“We know that genes and environmental factors influence common human diseases like heart disease, diabetes and cancer,” said principal investigator Jake Lusis, a professor of medicine and human genetics and of microbiology, immunology and molecular genetics at the David Geffen School of Medicine at UCLA. “Most research, however, has focused on unraveling the genetic component of disease risk while ignoring the effect of environmental stimuli. Our study examined how the molecular interaction between the two helps lead to disease.
“Smoking and high cholesterol, for example, each increase a person’s risk for heart disease,” he said. “But when you add them together, the total risk exceeds its parts. Their interaction creates a dangerous synergy that causes damage beyond what the two can cause independently.”

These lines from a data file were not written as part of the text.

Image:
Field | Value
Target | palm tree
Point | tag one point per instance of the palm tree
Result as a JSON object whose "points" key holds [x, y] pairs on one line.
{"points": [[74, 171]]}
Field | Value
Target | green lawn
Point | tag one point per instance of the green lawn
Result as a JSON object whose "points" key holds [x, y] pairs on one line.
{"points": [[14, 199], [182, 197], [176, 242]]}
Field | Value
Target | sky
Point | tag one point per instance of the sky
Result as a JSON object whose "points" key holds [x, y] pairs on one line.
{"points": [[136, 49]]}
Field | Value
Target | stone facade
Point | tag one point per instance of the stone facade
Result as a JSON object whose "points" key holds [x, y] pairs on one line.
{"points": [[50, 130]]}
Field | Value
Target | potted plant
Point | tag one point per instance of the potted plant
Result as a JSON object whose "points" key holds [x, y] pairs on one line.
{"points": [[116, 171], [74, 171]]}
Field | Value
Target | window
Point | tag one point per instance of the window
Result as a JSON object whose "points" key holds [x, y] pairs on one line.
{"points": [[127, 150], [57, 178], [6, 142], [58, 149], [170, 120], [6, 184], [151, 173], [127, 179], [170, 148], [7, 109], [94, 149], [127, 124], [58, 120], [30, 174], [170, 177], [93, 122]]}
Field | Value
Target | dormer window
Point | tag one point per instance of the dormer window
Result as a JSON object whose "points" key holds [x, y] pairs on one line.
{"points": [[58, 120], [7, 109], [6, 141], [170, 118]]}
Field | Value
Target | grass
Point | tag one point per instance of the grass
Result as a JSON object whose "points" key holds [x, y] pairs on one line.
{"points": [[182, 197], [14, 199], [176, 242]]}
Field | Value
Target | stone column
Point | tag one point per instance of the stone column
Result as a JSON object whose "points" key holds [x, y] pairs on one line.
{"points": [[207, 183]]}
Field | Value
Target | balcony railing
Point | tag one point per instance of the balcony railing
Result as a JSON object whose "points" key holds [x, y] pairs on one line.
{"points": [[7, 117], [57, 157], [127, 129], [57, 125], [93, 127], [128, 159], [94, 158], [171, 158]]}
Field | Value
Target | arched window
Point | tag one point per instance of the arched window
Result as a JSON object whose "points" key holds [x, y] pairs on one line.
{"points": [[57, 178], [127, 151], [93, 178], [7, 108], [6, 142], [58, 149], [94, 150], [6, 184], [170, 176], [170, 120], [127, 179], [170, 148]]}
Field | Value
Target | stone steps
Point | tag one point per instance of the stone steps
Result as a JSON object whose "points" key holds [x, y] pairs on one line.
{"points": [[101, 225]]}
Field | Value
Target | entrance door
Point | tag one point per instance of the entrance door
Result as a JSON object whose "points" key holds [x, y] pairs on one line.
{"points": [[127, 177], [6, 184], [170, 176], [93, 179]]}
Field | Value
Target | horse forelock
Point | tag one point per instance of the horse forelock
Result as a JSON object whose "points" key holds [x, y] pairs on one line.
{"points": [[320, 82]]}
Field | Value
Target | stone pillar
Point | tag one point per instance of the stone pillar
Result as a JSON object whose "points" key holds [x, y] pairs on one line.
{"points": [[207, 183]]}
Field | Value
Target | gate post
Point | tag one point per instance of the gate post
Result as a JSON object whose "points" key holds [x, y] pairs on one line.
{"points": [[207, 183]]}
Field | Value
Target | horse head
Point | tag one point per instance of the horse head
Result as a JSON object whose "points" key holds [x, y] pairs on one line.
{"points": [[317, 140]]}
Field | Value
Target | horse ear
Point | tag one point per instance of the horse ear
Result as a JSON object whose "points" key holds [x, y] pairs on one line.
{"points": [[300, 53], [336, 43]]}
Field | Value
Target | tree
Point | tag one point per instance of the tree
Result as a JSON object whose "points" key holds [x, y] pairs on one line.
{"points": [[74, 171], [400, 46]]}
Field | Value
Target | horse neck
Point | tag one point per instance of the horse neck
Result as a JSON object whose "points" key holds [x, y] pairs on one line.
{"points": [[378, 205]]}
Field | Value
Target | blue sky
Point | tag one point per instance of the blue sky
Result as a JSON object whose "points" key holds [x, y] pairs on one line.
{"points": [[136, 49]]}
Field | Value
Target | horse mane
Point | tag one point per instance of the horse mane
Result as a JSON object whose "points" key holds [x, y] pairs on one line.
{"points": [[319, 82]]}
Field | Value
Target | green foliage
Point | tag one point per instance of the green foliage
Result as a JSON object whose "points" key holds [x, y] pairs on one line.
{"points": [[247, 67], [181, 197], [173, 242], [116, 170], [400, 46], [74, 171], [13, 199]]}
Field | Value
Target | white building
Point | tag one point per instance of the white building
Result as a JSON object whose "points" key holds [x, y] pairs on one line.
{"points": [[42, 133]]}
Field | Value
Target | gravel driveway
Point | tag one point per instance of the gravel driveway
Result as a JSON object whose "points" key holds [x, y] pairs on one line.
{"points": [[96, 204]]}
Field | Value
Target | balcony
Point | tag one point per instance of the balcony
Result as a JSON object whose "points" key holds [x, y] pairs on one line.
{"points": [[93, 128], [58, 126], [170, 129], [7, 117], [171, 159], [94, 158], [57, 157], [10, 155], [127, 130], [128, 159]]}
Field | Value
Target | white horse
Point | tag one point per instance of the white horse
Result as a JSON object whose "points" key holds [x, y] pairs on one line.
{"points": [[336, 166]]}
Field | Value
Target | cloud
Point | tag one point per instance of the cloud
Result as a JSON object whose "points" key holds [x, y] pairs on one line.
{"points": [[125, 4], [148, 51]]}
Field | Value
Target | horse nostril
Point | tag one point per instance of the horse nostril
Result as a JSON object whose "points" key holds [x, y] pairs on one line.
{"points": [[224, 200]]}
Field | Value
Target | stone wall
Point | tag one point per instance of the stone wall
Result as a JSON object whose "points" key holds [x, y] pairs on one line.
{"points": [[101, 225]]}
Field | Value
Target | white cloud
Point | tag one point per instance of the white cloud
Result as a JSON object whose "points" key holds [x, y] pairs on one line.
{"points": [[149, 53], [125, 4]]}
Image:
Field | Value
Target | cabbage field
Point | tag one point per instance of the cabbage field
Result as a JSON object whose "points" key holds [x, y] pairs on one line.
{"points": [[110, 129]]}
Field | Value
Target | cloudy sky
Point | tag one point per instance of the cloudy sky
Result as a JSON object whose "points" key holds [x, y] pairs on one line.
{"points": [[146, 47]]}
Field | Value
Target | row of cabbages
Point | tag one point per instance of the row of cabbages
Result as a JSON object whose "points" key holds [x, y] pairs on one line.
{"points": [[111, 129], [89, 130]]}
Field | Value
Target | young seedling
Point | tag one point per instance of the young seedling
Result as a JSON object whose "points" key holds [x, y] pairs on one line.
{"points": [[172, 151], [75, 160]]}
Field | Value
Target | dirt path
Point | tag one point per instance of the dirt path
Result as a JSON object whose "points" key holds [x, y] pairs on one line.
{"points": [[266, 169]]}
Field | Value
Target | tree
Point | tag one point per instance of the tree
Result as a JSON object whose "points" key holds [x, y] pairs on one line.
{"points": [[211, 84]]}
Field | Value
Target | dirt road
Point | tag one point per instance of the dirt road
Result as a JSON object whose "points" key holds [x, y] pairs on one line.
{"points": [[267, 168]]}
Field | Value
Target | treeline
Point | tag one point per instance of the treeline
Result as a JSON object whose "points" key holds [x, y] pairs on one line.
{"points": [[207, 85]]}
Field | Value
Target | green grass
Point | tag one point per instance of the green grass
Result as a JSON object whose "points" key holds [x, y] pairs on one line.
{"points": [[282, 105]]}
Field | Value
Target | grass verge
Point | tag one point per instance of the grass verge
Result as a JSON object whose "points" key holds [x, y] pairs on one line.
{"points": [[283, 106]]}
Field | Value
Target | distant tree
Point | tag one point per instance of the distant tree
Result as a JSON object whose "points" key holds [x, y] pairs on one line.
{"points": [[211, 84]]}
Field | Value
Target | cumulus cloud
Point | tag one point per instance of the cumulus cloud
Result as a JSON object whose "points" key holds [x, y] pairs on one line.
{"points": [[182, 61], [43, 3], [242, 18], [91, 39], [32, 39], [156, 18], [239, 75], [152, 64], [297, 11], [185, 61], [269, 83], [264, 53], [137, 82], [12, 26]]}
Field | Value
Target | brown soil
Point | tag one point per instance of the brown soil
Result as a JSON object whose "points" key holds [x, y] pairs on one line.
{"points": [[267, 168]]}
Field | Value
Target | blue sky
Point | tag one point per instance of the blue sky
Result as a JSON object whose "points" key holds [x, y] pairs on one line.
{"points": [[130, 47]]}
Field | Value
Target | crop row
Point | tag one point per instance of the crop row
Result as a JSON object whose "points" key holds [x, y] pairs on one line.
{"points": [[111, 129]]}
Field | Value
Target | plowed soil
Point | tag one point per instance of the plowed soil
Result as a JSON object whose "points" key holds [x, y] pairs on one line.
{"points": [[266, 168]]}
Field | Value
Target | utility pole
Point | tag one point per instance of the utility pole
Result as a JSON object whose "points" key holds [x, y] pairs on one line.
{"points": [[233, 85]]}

Unlike earlier studies that focused on a single gene, the UCLA team scrutinized the activity of thousands of human genes, both at rest and under stress. In particular, the scientists zeroed in on gene expression — the process by which a gene’s DNA sequence is converted into cellular proteins.
Using arteries that surgeons had trimmed from 96 donated hearts prior to organ transplantation, Lusis and his team cultured cells from the inner lining of the blood vessels. To mimic environmental stress, the scientists exposed the cells to fats that incite inflammation and lead to atherosclerosis, or hardening of the arteries. Then they looked at the cells’ genes and compared their normal expression patterns to their activity under stress.

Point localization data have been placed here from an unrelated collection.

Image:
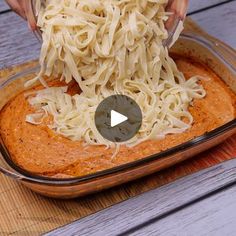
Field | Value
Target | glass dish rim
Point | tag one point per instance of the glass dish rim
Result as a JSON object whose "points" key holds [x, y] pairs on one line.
{"points": [[37, 179]]}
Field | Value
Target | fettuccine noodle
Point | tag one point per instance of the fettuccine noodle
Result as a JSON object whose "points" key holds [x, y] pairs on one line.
{"points": [[110, 47]]}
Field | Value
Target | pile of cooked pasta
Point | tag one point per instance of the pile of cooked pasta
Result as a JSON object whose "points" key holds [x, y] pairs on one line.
{"points": [[110, 47]]}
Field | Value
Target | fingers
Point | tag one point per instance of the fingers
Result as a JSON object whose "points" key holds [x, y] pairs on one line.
{"points": [[29, 14], [179, 9], [17, 7]]}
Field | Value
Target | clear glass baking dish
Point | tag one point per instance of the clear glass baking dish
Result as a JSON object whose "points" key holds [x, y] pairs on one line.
{"points": [[218, 56]]}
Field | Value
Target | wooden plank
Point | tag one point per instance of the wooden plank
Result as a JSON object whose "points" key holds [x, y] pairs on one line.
{"points": [[155, 204], [195, 5], [17, 42], [219, 22], [215, 215], [3, 6]]}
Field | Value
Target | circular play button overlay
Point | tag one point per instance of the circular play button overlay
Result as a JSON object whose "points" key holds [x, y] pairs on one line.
{"points": [[118, 118]]}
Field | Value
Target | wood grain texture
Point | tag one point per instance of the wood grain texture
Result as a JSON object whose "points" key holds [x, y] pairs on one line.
{"points": [[23, 212], [3, 6], [17, 43], [214, 216], [154, 205], [219, 22]]}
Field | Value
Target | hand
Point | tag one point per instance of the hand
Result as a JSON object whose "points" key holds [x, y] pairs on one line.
{"points": [[22, 8], [178, 8]]}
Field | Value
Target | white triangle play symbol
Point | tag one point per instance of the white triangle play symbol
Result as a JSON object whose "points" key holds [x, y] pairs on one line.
{"points": [[117, 118]]}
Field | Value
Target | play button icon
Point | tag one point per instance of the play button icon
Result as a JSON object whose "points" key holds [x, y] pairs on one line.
{"points": [[118, 118]]}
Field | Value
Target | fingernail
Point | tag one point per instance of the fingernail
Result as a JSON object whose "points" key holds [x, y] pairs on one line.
{"points": [[29, 26]]}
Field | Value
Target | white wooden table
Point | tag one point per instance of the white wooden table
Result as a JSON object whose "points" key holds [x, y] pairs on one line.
{"points": [[199, 214]]}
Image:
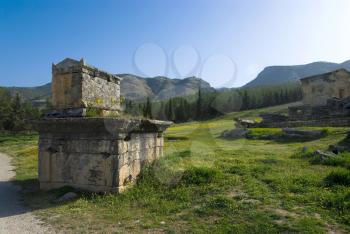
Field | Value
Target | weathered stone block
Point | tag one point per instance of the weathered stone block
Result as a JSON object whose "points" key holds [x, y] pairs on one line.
{"points": [[72, 153], [77, 87]]}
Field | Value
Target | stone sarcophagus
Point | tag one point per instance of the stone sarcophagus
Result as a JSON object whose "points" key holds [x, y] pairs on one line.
{"points": [[98, 154]]}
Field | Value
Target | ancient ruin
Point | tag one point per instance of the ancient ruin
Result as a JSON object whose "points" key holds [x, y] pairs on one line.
{"points": [[83, 142], [326, 102]]}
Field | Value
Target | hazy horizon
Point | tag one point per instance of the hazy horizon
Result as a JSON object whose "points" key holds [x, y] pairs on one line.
{"points": [[226, 43]]}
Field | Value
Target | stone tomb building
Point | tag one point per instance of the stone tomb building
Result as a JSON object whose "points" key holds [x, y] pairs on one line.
{"points": [[98, 154]]}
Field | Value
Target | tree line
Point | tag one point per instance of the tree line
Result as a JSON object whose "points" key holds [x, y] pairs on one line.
{"points": [[15, 112], [206, 105]]}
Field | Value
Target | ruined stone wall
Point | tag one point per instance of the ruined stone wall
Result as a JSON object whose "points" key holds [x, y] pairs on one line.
{"points": [[95, 159], [78, 85], [99, 153], [318, 89]]}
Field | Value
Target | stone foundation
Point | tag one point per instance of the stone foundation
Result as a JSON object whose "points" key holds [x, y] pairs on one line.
{"points": [[96, 154]]}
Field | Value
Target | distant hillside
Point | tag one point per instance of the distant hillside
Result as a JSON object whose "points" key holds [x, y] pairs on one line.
{"points": [[132, 87], [135, 87], [276, 75]]}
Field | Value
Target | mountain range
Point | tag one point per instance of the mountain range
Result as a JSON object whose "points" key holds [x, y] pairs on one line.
{"points": [[275, 75], [159, 88], [132, 88]]}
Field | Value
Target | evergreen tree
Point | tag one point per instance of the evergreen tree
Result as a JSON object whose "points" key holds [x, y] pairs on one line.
{"points": [[199, 105]]}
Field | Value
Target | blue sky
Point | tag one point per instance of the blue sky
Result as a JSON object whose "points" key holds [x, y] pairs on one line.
{"points": [[226, 42]]}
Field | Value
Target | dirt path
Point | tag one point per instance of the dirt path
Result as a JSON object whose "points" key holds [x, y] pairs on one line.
{"points": [[14, 218]]}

“The genes responded differently to inflammation depending on their genetic makeup,” said first author Casey Romanoski, a UCLA graduate student in human genetics. “About 35 percent of the most affected genes were influenced by the interaction between their genetic variants and the fats.”
“You can’t effectively study genes divorced from their context,” she added. “The missing link lies in the intersection of genes with their environment.”
“Our findings demonstrate that these interactions are important in humans and should be considered in genetic research,” Lusis said. “Improving our understanding of the molecular architecture of disease may one day provide us with a new tool for how we address common disorders like cancer, diabetes and heart disease.”
The National Heart, Lung and Blood Institute and the American Heart Association funded the research.